Great but what does this restaurant sell?

Taking a look at the menu (Azure Marketplace) one can find a huge list of items, which can be categorized like this:

  1. Infrastructure-as-a-Service: Those dishes are big and heavy and you can put food that you brought with you! In the Azure world, this refers to virtual machines, networks, storage spaces, etc. In other words, you can lease some hardware, configure it to great extent and use it as a basis for your other resources.
  2. Platform-as-a-Service: You get a special dish, suitable for some kind of food. Do you want to eat soup? You get a deep dish!
  3. Software-as-a-Service: You get your meal ready to consume.

So where does the food come from?

Well, as mentioned Azure offers a number of ready meals, in the form of SaaS (Software-as-a-Service) products, but you are more than welcome to bring your own food (applications).

How is the food served?

Either you can serve it manually, by just deploying it or you can upload your recipe (source code) in a cookbook (repository). Then you can use some kind of product line (pipeline) which will cook (build & compile) your recipe and serve the food to you. Luckily Microsoft owns two cookbooks (Github & Azure DevOps) which are carefully integrated to Azure and offer you all the tools you need to cook & serve (build & deploy) the food (application) to your dish (Azure resource).

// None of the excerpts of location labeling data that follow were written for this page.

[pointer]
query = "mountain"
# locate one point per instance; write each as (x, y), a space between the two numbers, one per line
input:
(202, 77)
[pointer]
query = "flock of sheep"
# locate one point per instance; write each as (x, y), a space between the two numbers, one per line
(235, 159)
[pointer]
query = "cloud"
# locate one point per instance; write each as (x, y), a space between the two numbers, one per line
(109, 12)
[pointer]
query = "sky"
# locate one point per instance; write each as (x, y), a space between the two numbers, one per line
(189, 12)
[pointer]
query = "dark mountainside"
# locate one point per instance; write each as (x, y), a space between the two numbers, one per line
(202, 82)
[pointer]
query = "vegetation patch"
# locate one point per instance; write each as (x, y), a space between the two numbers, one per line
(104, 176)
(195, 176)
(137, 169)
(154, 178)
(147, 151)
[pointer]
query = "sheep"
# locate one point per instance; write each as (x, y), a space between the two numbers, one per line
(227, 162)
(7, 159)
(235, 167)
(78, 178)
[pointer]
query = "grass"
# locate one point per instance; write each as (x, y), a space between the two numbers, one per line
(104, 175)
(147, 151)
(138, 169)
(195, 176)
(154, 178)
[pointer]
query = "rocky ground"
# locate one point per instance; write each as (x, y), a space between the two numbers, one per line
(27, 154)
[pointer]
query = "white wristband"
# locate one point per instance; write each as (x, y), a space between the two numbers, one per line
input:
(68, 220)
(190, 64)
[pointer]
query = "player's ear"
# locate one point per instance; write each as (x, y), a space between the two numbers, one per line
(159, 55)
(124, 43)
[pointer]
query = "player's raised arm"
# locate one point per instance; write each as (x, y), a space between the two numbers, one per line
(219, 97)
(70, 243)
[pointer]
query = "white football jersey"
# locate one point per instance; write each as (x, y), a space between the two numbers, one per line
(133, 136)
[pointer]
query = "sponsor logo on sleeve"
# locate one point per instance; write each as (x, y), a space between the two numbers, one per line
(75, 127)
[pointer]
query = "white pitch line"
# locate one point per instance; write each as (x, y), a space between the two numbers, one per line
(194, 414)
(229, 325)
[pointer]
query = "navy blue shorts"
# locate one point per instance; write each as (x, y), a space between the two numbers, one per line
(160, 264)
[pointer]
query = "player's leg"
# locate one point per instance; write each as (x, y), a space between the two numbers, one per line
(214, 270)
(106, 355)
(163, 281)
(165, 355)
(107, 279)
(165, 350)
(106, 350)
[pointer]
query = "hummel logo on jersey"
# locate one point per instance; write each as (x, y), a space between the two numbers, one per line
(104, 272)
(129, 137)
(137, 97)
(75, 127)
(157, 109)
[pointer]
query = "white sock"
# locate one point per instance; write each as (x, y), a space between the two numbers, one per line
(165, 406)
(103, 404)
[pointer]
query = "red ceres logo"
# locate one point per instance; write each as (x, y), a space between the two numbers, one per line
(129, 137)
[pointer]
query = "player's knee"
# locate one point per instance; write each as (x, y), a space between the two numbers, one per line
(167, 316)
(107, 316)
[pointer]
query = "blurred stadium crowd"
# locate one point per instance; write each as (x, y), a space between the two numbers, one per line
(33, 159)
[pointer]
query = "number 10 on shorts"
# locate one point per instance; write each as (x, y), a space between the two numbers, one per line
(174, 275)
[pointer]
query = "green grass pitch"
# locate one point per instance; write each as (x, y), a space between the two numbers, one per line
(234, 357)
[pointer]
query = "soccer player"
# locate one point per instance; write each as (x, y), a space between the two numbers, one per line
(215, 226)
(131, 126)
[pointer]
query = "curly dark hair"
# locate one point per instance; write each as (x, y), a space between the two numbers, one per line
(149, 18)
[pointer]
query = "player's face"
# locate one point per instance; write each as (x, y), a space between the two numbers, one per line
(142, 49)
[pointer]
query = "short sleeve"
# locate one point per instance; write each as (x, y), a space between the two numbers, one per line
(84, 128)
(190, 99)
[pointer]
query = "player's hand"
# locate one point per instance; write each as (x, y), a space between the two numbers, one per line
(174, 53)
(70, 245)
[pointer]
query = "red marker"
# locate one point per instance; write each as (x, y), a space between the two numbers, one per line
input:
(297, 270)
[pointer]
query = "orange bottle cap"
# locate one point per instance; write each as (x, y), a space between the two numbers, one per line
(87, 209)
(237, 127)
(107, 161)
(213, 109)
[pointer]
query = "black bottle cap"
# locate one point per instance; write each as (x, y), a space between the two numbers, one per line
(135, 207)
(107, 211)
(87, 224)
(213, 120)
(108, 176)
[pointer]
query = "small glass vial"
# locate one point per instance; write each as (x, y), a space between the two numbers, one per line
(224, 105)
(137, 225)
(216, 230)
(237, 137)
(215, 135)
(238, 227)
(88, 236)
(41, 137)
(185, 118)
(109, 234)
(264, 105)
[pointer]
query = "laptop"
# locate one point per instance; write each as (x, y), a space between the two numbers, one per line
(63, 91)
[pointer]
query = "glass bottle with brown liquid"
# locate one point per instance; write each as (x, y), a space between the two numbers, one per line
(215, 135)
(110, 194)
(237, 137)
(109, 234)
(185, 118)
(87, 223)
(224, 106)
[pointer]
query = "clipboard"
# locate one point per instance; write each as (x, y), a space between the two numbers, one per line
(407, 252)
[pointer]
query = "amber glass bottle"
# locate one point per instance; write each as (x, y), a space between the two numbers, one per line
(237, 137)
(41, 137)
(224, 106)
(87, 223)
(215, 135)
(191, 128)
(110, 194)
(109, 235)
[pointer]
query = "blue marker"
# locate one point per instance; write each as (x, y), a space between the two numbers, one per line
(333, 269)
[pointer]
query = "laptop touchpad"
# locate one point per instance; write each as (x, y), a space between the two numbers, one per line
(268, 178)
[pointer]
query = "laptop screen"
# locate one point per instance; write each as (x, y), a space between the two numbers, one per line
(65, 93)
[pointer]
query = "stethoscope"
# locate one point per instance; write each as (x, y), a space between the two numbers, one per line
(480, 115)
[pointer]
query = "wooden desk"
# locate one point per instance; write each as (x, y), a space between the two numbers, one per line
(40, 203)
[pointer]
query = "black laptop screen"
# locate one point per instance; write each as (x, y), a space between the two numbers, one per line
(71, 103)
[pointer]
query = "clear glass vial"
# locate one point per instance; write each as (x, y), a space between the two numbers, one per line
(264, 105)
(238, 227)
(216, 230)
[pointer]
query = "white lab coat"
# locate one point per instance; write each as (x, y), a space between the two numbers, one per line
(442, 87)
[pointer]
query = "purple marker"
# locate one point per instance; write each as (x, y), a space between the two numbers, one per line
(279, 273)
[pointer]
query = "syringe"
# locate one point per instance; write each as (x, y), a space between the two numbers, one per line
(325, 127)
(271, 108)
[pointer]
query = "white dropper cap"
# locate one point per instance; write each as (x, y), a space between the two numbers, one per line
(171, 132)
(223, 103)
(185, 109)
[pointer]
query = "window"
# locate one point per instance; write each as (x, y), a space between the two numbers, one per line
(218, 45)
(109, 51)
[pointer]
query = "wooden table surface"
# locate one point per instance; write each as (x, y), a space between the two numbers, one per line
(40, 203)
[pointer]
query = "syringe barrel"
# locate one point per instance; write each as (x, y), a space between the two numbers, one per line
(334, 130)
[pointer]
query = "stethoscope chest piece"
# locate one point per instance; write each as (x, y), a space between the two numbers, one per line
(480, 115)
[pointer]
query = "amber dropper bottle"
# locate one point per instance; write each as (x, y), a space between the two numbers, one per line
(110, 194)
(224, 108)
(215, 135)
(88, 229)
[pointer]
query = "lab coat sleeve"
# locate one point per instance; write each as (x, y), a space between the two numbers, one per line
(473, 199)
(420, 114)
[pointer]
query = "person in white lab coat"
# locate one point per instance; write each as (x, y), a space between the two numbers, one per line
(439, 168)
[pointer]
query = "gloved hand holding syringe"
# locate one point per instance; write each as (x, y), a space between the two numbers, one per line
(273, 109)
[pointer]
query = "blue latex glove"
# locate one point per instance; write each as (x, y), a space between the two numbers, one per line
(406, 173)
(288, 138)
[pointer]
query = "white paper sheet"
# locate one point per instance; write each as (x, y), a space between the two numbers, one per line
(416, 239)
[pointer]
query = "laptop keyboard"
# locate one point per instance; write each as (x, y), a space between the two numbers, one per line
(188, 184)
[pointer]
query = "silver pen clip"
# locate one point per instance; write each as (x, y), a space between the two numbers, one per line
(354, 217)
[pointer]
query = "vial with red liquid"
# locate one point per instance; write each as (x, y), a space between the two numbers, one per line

Last but not least, since this recipe-management became so popular, Azure allows us to write recipes (arm templates, bicep files, terraform etc.) which describe how the whole table setup should be. This kind of recipe, is called Infrastructure-as-Code and is equally useful as the food recipes as it allows describe exactly what the whole table should look like, and not only one specific meal (application).